Support Questions

Find answers, ask questions, and share your expertise

[CDH 5.7] Can't create table in Hive compatible way from Spark DataFrame with sqlContext

avatar
Rising Star

Hi

 

I have CDH 5.7 and Kerberos, Sentry, Hive and Spark.

I've tried to create table in Hive from DF in Spark and it was created, but nothing but sqlContext can read it back.

During creation I get this WARNING:

scala> val df = sqlContext.sql("SELECT * FROM myschema.mytab")
df: org.apache.spark.sql.DataFrame = [browserid: int, browser: string]

scala> df.write.format("parquet").saveAsTable("myschema.mytab_v2")
SLF4J: Class path contains multiple SLF4J bindings.
SLF4J: Found binding in [jar:file:/opt/cloudera/parcels/CDH-5.7.0-1.cdh5.7.0.p0.45/jars/hive-exec-1.1.0-cdh5.7.0.jar!/shaded/parquet/org/slf4j/impl/StaticLoggerBinder.class]
SLF4J: Found binding in [jar:file:/opt/cloudera/parcels/CDH-5.7.0-1.cdh5.7.0.p0.45/jars/hive-jdbc-1.1.0-cdh5.7.0-standalone.jar!/shaded/parquet/org/slf4j/impl/StaticLoggerBinder.class]
SLF4J: Found binding in [jar:file:/opt/cloudera/parcels/CDH-5.7.0-1.cdh5.7.0.p0.45/jars/parquet-format-2.1.0-cdh5.7.0.jar!/shaded/parquet/org/slf4j/impl/StaticLoggerBinder.class]
SLF4J: Found binding in [jar:file:/opt/cloudera/parcels/CDH-5.7.0-1.cdh5.7.0.p0.45/jars/parquet-hadoop-bundle-1.5.0-cdh5.7.0.jar!/shaded/parquet/org/slf4j/impl/StaticLoggerBinder.class]
SLF4J: Found binding in [jar:file:/opt/cloudera/parcels/CDH-5.7.0-1.cdh5.7.0.p0.45/jars/parquet-pig-bundle-1.5.0-cdh5.7.0.jar!/shaded/parquet/org/slf4j/impl/StaticLoggerBinder.class]
SLF4J: See http://www.slf4j.org/codes.html#multiple_bindings for an explanation.
SLF4J: Actual binding is of type [shaded.parquet.org.slf4j.helpers.NOPLoggerFactory]
16/12/12 16:40:28 WARN hive.HiveContext$$anon$2: Could not persist `myschema`.`mytab_v2` in a Hive compatible way.

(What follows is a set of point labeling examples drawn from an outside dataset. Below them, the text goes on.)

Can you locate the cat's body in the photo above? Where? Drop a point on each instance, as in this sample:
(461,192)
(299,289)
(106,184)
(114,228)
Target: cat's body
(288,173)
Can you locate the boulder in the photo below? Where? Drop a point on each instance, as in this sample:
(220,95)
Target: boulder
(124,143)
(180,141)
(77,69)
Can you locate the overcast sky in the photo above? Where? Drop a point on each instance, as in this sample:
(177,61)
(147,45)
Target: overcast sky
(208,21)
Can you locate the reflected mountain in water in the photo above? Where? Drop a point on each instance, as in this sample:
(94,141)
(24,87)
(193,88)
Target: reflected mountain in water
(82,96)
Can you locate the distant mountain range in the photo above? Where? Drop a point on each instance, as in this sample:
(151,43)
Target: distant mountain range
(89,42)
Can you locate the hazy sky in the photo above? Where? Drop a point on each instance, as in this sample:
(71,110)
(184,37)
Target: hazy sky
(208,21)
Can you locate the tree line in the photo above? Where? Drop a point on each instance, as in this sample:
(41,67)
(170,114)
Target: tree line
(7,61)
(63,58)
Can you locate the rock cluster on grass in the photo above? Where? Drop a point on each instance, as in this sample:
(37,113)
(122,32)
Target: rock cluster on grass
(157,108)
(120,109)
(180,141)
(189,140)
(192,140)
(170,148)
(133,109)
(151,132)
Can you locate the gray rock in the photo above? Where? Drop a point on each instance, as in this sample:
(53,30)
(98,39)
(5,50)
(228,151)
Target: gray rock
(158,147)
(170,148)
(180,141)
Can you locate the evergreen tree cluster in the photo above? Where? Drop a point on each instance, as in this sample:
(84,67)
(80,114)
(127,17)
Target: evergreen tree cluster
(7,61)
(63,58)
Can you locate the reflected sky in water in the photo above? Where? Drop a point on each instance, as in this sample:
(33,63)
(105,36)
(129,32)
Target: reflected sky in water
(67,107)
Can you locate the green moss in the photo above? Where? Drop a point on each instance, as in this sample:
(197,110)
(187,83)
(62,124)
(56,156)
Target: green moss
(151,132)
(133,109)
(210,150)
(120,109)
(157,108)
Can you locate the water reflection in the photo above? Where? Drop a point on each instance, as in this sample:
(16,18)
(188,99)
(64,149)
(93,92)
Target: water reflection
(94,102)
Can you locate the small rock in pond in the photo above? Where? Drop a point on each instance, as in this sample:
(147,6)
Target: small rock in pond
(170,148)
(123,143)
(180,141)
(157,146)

Persisting it into Hive metastore in Spark SQL specific format.
org.apache.hadoop.hive.ql.metadata.HiveException: MetaException(message:User isegrim does not have privileges for CREATETABLE)
at org.apache.hadoop.hive.ql.metadata.Hive.createTable(Hive.java:759)
at org.apache.hadoop.hive.ql.metadata.Hive.createTable(Hive.java:716)
at org.apache.spark.sql.hive.client.ClientWrapper$$anonfun$createTable$1.apply$mcV$sp(ClientWrapper.scala:415)

...

at org.apache.spark.deploy.SparkSubmit.main(SparkSubmit.scala)
Caused by: MetaException(message:User isegrim does not have privileges for CREATETABLE)
at org.apache.hadoop.hive.metastore.api.ThriftHiveMetastore$create_table_with_environment_context_result$create_table_with_environment_context_resultStandardScheme.read(ThriftHiveMetastore.java:29992)
at org.apache.hadoop.hive.metastore.api.ThriftHiveMetastore$create_table_with_environment_context_result$create_table_with_environment_context_resultStandardScheme.read(ThriftHiveMetastore.java:29960)
at org.apache.hadoop.hive.metastore.api.ThriftHiveMetastore$create_table_with_environment_context_result.read(ThriftHiveMetastore.java:29886)
at org.apache.thrift.TServiceClient.receiveBase(TServiceClient.java:78)

...

 

The table is written to HiveMetastore, and can be read by Spark from Spark sqlContext:

scala> sqlContext.sql("select count(1) from myschema.mytable_v2").show(200, false)
+---+
|_c0|
+---+
|107|
+---+

 

But can not be read from beeline and Hue:

0: jdbc:hive2://myhs2:10> select count(1) from myschema.mytable_v2;
...
Error: Error while processing statement: FAILED: Execution Error, return code 2 from org.apache.hadoop.hive.ql.exec.mr.MapRedTask (state=08S01,code=2)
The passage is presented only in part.